Tuesday, February 12, 2013

The Haploid Prince

Identical twins are simultaneous clones, right? The fertilized cells, dividing and dividing, somehow divide into two batches and, instead of working together to create one human individual, work in parallel to make two. Simple minded science fiction stories have imagined clones as exact duplicates of an original. But a clone won’t be the same person. Identical twins, despite having grown from only one fertilized egg cell, end up being different people. They have a lot of similarities, and scientists are still studying identical twins to try to figure out which similarities are inherent in that original cell, but they are separate people.

I’ve heard that geckos can produce clones of themselves. A gecko egg does not need to be fertilized to develop into a normal gecko. A normal female gecko. Which is a clone of its mother.

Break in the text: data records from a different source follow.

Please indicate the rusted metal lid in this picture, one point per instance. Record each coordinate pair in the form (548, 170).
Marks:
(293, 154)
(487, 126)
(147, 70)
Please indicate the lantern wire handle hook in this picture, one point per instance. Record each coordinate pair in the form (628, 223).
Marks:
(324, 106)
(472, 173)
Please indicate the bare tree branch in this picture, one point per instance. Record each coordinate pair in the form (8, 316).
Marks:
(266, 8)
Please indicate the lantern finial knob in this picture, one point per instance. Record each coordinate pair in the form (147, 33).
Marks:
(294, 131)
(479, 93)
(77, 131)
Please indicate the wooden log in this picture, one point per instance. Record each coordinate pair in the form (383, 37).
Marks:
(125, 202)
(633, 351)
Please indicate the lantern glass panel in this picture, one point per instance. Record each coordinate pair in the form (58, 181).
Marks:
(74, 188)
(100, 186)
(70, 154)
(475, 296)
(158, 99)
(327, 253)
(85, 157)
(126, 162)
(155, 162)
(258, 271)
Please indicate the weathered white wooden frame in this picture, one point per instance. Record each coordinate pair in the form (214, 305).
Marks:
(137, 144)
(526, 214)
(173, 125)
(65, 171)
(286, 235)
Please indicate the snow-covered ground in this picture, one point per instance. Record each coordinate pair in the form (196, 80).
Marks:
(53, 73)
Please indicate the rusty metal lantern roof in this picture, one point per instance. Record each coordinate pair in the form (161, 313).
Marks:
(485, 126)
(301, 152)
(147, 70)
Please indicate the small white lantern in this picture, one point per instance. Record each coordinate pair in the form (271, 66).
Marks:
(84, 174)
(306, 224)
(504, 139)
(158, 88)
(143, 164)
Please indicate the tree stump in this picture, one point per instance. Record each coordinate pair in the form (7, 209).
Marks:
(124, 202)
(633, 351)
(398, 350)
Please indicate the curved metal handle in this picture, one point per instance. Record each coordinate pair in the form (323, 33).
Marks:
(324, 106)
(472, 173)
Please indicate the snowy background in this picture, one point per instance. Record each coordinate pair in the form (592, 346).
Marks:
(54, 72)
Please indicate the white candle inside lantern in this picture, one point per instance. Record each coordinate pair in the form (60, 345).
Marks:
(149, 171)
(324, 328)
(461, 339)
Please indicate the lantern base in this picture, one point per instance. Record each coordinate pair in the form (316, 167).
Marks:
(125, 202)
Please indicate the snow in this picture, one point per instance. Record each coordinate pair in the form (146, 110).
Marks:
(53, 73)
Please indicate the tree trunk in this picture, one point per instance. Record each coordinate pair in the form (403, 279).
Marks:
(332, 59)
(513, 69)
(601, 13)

When an ant queen lays eggs and female worker ants hatch from them, those eggs were fertilized by sperm from a male ant. During the future queen’s maiden – and conjugal – and only – flight, she mates with as many ant males as she can. She can store up sperm for years, using it judiciously to build up an ant city of her daughters. The ant queen also produces sons. But she doesn’t use sperm on the eggs that will hatch as sons. Her sons are her clones. Half-clones, actually.
Most animals, including humans, are diploid, which means that each of their cells contains two sets of chromosomes. When they make sperm and eggs, however, each sperm and egg contains only one chromosome set: when they are combined in the form of a fertilized egg, the animal will then be born with two sets of chromosomes. Males of bees and ants, however, are born as haploid animals, which means that each of their cells contains only a single set of chromosomes.

Cut a queen in half and she’s really a boy? It takes two kings to make a queen …

Which leaves me wondering about those geckos – are they all just a harem of haploids?